Since 2000, however, the positive trend has levelled off, and no major improvement is expected after 2010. Acid rain (sulphur and nitrogen deposition) is still a serious threat to freshwater biodiversity in Norway. About 10 % of mainland Norway is now damaged by acidification, with the most serious effects in the southernmost and westernmost parts of the country.
Sensitive to acid rain
Much of the southern half of Norway has thin soil cover on bedrock consisting of acidic rocks such as gneiss and granite. These areas are very sensitive to acid rain. The liming programme is most extensive in the counties that are worst affected – Aust-Agder, Vest-Agder, Rogaland and Hordaland – and will have to be continued until critical loads for acidification of surface water are no longer exceeded.

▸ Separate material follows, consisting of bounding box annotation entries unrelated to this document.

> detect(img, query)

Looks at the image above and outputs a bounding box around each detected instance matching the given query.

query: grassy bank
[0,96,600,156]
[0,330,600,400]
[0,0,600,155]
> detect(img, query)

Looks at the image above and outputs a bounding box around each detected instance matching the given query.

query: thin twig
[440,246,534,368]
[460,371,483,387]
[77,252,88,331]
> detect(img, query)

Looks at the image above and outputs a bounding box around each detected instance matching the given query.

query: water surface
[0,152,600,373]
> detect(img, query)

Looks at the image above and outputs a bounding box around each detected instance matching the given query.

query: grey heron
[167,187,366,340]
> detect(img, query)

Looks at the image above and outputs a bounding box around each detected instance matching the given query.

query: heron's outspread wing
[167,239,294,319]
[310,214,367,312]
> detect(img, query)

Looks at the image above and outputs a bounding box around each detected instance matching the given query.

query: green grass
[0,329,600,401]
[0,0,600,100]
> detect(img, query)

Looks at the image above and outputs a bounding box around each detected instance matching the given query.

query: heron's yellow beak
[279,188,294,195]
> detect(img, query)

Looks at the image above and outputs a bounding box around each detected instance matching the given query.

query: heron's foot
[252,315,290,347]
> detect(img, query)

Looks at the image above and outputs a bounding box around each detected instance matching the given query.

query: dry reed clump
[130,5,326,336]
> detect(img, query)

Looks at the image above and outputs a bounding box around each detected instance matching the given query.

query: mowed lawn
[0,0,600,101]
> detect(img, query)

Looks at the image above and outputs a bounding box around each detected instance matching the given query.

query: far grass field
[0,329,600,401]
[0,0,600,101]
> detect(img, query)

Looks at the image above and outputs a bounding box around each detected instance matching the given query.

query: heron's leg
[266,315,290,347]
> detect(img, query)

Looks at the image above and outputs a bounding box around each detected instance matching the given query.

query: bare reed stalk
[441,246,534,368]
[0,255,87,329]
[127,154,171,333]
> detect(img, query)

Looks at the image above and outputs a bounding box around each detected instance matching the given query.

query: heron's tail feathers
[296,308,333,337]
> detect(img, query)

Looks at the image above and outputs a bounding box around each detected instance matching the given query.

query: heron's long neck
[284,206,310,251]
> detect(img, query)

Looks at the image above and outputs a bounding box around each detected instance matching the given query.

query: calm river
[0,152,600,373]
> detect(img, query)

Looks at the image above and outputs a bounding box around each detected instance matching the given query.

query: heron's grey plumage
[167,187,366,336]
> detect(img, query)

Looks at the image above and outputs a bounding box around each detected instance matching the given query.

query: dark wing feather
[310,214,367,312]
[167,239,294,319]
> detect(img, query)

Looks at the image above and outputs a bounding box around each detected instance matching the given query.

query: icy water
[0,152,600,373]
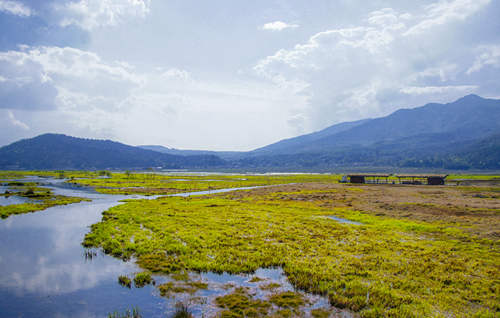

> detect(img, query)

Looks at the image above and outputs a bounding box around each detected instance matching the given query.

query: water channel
[0,178,340,317]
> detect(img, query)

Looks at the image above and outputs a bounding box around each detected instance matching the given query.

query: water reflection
[0,178,338,317]
[0,179,167,317]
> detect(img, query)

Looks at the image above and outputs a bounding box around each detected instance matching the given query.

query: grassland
[67,172,340,195]
[83,176,500,317]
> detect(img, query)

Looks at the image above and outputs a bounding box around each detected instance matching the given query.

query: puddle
[327,215,363,225]
[0,178,340,318]
[146,268,346,317]
[166,186,267,197]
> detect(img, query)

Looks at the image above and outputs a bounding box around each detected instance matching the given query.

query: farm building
[341,173,447,185]
[395,174,448,185]
[344,173,391,183]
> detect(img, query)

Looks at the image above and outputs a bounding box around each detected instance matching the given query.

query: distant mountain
[0,95,500,171]
[233,95,500,170]
[137,145,245,159]
[254,95,500,154]
[251,119,371,155]
[0,134,225,169]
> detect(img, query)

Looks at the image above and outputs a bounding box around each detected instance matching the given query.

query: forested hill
[0,134,225,169]
[0,95,500,171]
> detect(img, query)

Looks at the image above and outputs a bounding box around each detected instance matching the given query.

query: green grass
[83,185,500,317]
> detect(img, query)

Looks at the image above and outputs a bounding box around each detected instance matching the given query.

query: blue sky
[0,0,500,150]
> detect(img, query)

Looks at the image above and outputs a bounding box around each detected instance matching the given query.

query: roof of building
[394,174,448,179]
[347,173,391,178]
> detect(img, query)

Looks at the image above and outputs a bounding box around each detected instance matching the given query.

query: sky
[0,0,500,151]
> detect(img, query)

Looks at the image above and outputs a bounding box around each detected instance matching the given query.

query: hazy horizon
[0,0,500,151]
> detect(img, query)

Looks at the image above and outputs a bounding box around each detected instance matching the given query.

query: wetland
[0,171,500,317]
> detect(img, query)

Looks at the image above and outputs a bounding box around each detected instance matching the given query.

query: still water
[0,178,336,318]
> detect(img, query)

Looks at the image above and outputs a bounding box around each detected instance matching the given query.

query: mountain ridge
[0,95,500,171]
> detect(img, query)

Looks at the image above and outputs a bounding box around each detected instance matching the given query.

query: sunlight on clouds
[0,0,33,17]
[261,21,299,31]
[405,0,491,35]
[56,0,151,30]
[254,0,492,129]
[467,45,500,74]
[7,110,30,130]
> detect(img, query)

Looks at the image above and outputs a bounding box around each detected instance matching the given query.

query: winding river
[0,178,336,318]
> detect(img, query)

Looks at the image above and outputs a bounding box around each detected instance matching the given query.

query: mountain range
[0,95,500,171]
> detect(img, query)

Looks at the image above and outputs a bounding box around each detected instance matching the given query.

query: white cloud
[0,47,302,150]
[400,85,478,95]
[406,0,491,35]
[261,21,299,31]
[467,45,500,75]
[7,110,30,130]
[0,0,33,17]
[0,47,142,109]
[56,0,151,30]
[254,0,496,130]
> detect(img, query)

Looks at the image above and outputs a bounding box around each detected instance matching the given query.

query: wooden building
[346,173,391,184]
[340,173,448,185]
[395,174,448,185]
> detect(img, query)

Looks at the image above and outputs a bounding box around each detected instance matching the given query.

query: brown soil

Critical loads are used to express how much acidification different ecosystems can absorb without damage. In Norway, freshwater ecosystems are particularly sensitive to acidification, and critical loads are therefore low.
Linked to fossil fuels
Acid rain is mainly caused by combustion of fossil fuels. Power plants, industrial processes and transport are the major sources of the emissions that cause acid rain. About 90 % of the sulphur and nitrogen deposited in Norway originates in other countries, especially the UK, Germany and Poland. This means that the amount of acid rain falling on Norway is to a large extent determined by developments elsewhere in Europe.
Sulphur emissions in Europe have been greatly reduced in the past 20–30 years. In Eastern Europe, this is partly a result of economic problems that have led to the closure of factories and lower energy production. In Western Europe, cuts in emissions have generally been achieved by installing emission abatement technology at industrial plants and by switching to the use of low-sulphur fuels. Motor vehicles and other mobile sources are an important source of nitrogen emissions, and this has made it more difficult to reduce releases of nitrogen.

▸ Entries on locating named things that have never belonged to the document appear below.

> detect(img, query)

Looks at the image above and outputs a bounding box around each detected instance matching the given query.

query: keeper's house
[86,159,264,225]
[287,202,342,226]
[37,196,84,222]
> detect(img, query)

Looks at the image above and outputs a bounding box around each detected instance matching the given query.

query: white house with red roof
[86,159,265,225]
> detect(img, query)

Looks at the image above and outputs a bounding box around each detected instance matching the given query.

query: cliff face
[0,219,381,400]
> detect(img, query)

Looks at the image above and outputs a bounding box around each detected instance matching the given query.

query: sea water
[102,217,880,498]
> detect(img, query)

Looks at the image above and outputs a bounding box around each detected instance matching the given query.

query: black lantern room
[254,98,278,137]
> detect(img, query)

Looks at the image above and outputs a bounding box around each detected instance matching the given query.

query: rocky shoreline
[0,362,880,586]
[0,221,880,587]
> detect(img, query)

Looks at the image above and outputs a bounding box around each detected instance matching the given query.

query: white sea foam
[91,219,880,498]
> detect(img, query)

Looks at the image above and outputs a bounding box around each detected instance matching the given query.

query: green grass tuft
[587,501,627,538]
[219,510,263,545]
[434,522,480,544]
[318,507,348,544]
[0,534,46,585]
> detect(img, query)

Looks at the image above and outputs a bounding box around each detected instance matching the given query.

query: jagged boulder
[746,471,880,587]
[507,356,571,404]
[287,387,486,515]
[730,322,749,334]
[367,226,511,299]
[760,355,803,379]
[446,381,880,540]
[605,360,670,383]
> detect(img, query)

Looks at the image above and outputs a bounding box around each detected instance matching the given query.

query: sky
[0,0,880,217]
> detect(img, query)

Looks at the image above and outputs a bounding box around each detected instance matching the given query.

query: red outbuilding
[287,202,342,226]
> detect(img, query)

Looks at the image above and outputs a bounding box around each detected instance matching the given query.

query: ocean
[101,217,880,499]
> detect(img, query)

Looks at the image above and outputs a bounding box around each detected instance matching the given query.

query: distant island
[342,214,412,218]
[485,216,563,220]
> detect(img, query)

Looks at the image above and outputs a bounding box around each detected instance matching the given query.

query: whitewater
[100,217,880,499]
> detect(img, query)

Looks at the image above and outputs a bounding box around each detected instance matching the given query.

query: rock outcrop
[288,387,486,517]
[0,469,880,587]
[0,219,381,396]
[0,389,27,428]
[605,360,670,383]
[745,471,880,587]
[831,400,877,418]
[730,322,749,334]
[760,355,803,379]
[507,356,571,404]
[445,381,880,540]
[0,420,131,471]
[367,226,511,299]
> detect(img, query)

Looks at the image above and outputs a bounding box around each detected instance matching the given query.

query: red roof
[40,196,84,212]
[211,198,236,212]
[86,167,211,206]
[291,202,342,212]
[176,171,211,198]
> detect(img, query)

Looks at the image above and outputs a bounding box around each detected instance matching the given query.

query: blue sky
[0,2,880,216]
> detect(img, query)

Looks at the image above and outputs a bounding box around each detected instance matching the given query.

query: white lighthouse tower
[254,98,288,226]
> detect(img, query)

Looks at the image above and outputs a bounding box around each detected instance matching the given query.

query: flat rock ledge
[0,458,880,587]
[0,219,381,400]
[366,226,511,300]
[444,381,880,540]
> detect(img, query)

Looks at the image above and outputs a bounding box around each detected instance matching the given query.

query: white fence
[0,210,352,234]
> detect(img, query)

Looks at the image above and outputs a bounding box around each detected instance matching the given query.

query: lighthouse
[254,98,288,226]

International agreements on cuts in emissions
Since 1980, total deposition of sulphur in precipitation in Norway has been reduced by about 75 %, while the corresponding figure for nitrogen is about 35 %. The reductions have largely been brought about by countries taking action to meet their commitments under international agreements.
Several binding protocols have been adopted under the Convention on Long-range Transboundary Air Pollution, including the Gothenburg Protocol, which entered into force in 2005. There are 26 parties to the Protocol, which in its first phase set emission ceilings for 2010 for sulphur, nitrogen oxides (NOx) and other pollutants. In 2012, new national emission reductions were agreed to be achieved in 2020 and beyond.